Store with unusual name offers fresh take on vintage

JEWELL – In spite of its name, the newest retail store on Main Street in Jewell does not sell gravy.

Gravy Home Goods does offer for sale an eclectic mix of intriguing items, though, what co-owner Rachel Faga calls “a fun, fresh take on vintage. We lean toward mid-century modern and found objects. These are real artifacts.”

“We’re finding beauty in what has been around and been loved,” said her business partner, Joan Fairchild.

“We’re very good at scouring thrift stores. We brake for garage sales,” Fairchild said about where they get their stock. “We’re not for the uptight, by any means. We’re very relaxed. We are the details. We are the personality.”

The result is a store brimming with unusual offerings too numerous to catalogue, ranging from frames to funiture, afghans and jars, scales and scrabble pieces, a crystal chandelier hanging from a ten-foot tall stepladder and an iron bedstead. “We also have things that people haven’t quite discovered yet,” Fairchild – a former graphic artist who also ran a business, Old Lady Stucco, from her Jewell home – said with her frequent smile.
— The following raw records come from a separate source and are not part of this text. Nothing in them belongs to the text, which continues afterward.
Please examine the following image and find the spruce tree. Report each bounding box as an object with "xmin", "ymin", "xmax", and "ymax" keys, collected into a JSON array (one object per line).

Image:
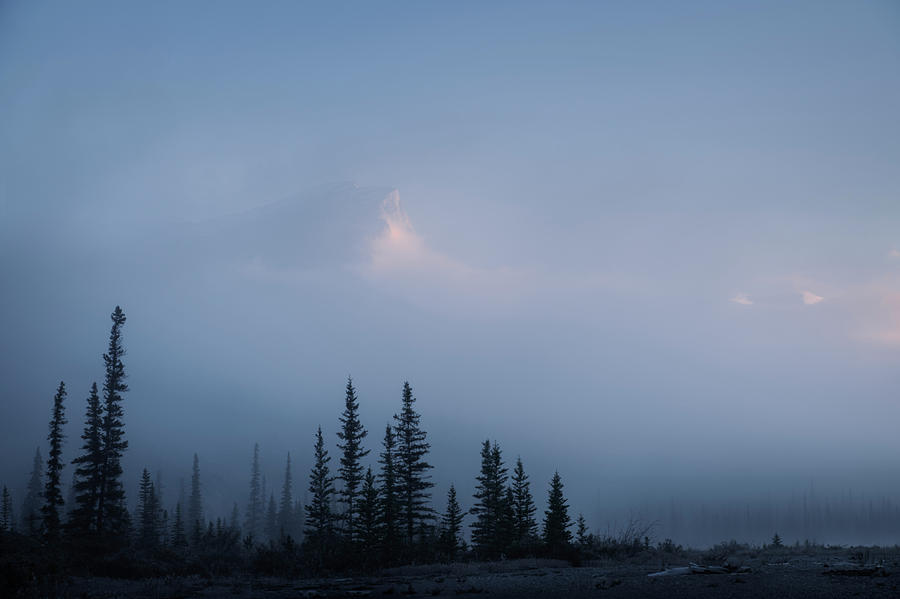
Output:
[
  {"xmin": 22, "ymin": 448, "xmax": 43, "ymax": 535},
  {"xmin": 42, "ymin": 381, "xmax": 67, "ymax": 540},
  {"xmin": 305, "ymin": 426, "xmax": 335, "ymax": 543},
  {"xmin": 440, "ymin": 484, "xmax": 465, "ymax": 560},
  {"xmin": 1, "ymin": 486, "xmax": 13, "ymax": 532},
  {"xmin": 377, "ymin": 424, "xmax": 400, "ymax": 561},
  {"xmin": 393, "ymin": 381, "xmax": 433, "ymax": 545},
  {"xmin": 542, "ymin": 471, "xmax": 572, "ymax": 554},
  {"xmin": 188, "ymin": 453, "xmax": 203, "ymax": 538},
  {"xmin": 511, "ymin": 457, "xmax": 538, "ymax": 546},
  {"xmin": 278, "ymin": 453, "xmax": 293, "ymax": 539},
  {"xmin": 336, "ymin": 376, "xmax": 369, "ymax": 541},
  {"xmin": 97, "ymin": 306, "xmax": 129, "ymax": 537},
  {"xmin": 357, "ymin": 467, "xmax": 380, "ymax": 553},
  {"xmin": 70, "ymin": 383, "xmax": 103, "ymax": 535},
  {"xmin": 470, "ymin": 440, "xmax": 508, "ymax": 558},
  {"xmin": 245, "ymin": 443, "xmax": 262, "ymax": 541}
]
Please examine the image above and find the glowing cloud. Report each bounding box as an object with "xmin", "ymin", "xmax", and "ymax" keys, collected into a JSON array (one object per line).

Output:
[
  {"xmin": 802, "ymin": 290, "xmax": 824, "ymax": 305},
  {"xmin": 889, "ymin": 249, "xmax": 900, "ymax": 259},
  {"xmin": 730, "ymin": 293, "xmax": 753, "ymax": 305},
  {"xmin": 370, "ymin": 190, "xmax": 471, "ymax": 278}
]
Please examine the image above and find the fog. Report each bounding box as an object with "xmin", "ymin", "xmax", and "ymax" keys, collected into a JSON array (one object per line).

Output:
[{"xmin": 2, "ymin": 1, "xmax": 899, "ymax": 547}]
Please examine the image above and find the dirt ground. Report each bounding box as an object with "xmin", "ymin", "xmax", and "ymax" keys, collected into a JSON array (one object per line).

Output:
[{"xmin": 50, "ymin": 559, "xmax": 898, "ymax": 599}]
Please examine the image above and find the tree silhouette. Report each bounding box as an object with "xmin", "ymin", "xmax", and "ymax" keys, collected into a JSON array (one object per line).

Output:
[
  {"xmin": 357, "ymin": 467, "xmax": 380, "ymax": 554},
  {"xmin": 511, "ymin": 457, "xmax": 538, "ymax": 547},
  {"xmin": 337, "ymin": 376, "xmax": 369, "ymax": 542},
  {"xmin": 498, "ymin": 486, "xmax": 516, "ymax": 554},
  {"xmin": 378, "ymin": 424, "xmax": 400, "ymax": 562},
  {"xmin": 22, "ymin": 447, "xmax": 43, "ymax": 536},
  {"xmin": 440, "ymin": 484, "xmax": 465, "ymax": 560},
  {"xmin": 42, "ymin": 381, "xmax": 67, "ymax": 541},
  {"xmin": 305, "ymin": 426, "xmax": 335, "ymax": 544},
  {"xmin": 278, "ymin": 453, "xmax": 294, "ymax": 539},
  {"xmin": 70, "ymin": 383, "xmax": 103, "ymax": 536},
  {"xmin": 188, "ymin": 453, "xmax": 203, "ymax": 541},
  {"xmin": 393, "ymin": 382, "xmax": 433, "ymax": 546},
  {"xmin": 470, "ymin": 440, "xmax": 508, "ymax": 558},
  {"xmin": 575, "ymin": 513, "xmax": 589, "ymax": 546},
  {"xmin": 245, "ymin": 443, "xmax": 262, "ymax": 542},
  {"xmin": 1, "ymin": 486, "xmax": 13, "ymax": 532},
  {"xmin": 171, "ymin": 501, "xmax": 187, "ymax": 548},
  {"xmin": 137, "ymin": 468, "xmax": 160, "ymax": 549},
  {"xmin": 97, "ymin": 307, "xmax": 129, "ymax": 538},
  {"xmin": 542, "ymin": 471, "xmax": 572, "ymax": 554},
  {"xmin": 265, "ymin": 493, "xmax": 278, "ymax": 541}
]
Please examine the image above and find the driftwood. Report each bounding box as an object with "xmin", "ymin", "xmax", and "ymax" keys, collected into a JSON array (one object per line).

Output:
[{"xmin": 648, "ymin": 562, "xmax": 750, "ymax": 577}]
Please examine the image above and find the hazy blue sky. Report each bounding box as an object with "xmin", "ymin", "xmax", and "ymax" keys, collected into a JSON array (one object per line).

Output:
[{"xmin": 1, "ymin": 1, "xmax": 899, "ymax": 541}]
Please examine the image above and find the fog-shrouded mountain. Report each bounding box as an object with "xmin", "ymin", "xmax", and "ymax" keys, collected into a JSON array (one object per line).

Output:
[{"xmin": 2, "ymin": 181, "xmax": 900, "ymax": 548}]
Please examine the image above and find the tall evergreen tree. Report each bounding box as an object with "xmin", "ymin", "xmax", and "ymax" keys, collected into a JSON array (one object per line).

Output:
[
  {"xmin": 70, "ymin": 383, "xmax": 104, "ymax": 535},
  {"xmin": 470, "ymin": 440, "xmax": 508, "ymax": 558},
  {"xmin": 42, "ymin": 381, "xmax": 67, "ymax": 540},
  {"xmin": 511, "ymin": 457, "xmax": 538, "ymax": 545},
  {"xmin": 1, "ymin": 486, "xmax": 13, "ymax": 532},
  {"xmin": 392, "ymin": 382, "xmax": 433, "ymax": 545},
  {"xmin": 336, "ymin": 376, "xmax": 369, "ymax": 541},
  {"xmin": 188, "ymin": 453, "xmax": 203, "ymax": 538},
  {"xmin": 278, "ymin": 453, "xmax": 294, "ymax": 539},
  {"xmin": 440, "ymin": 484, "xmax": 465, "ymax": 560},
  {"xmin": 357, "ymin": 467, "xmax": 380, "ymax": 553},
  {"xmin": 97, "ymin": 306, "xmax": 129, "ymax": 537},
  {"xmin": 542, "ymin": 471, "xmax": 572, "ymax": 554},
  {"xmin": 305, "ymin": 427, "xmax": 335, "ymax": 543},
  {"xmin": 21, "ymin": 448, "xmax": 43, "ymax": 536},
  {"xmin": 377, "ymin": 424, "xmax": 400, "ymax": 560},
  {"xmin": 245, "ymin": 443, "xmax": 262, "ymax": 541}
]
“We really like what’s earthy, urban industrial, the green earthy look,” notes Faga, a former graphic artist and interior designer who lives in Story City. “We want to cater to the 20s-30s young adult. It’s affordable, but it’s hip and fun. There’s excitement in finding and making it your own. We are the details. We are the personality.”

Indeed, the personality of Gravy Home Goods reflects the passion the two women have for how they do their new venture. The Main Street building where it’s located has a story of its own. In earlier days it has housed a harness shop and a millinary store, among other things, and was most recently home to the Jewell American Legion post before sitting unused for some time. Jewell Area Development Enterprise had purchased the building and rehabbed it, hoping to locate a business there.

Fairchild and her husband, Grant, who have lived in Jewell for two decades, started talking to JADE a year ago about purchasing the building for a business and a home in the second-floor apartment. JADE acquired the unused building several years ago and renovated it so it would be ready when the right opportunity came along. And, with renovations to the 1,100-square-foot living area on the second floor now nearly complete and the main floor store open for business, that’s just what’s happening.

The store is part of what Faga terms “a junk circuit” in several area counties that draws folks with similar tastes from a wider area via the highways and Interstate 35. Gravy Home Goods has been open about a month now.

“This feels good to us,” Faga muses about how the new venture is going by now. “People tell us they like our style, so that’s how we roll.”

And how did the store’s name come about? “We were trying to create a mood and kept going back to food, as the world often does,” answers Fairchild. “Gravy is something you put on top of something to make it better.” And so the name Gravy Home Goods was born.

Store hours are Fridays, 10 a.m. to 5 p.m., Saturdays 10 a.m. to 4 p.m., and Sundays 11 a.m. to 3 p.m.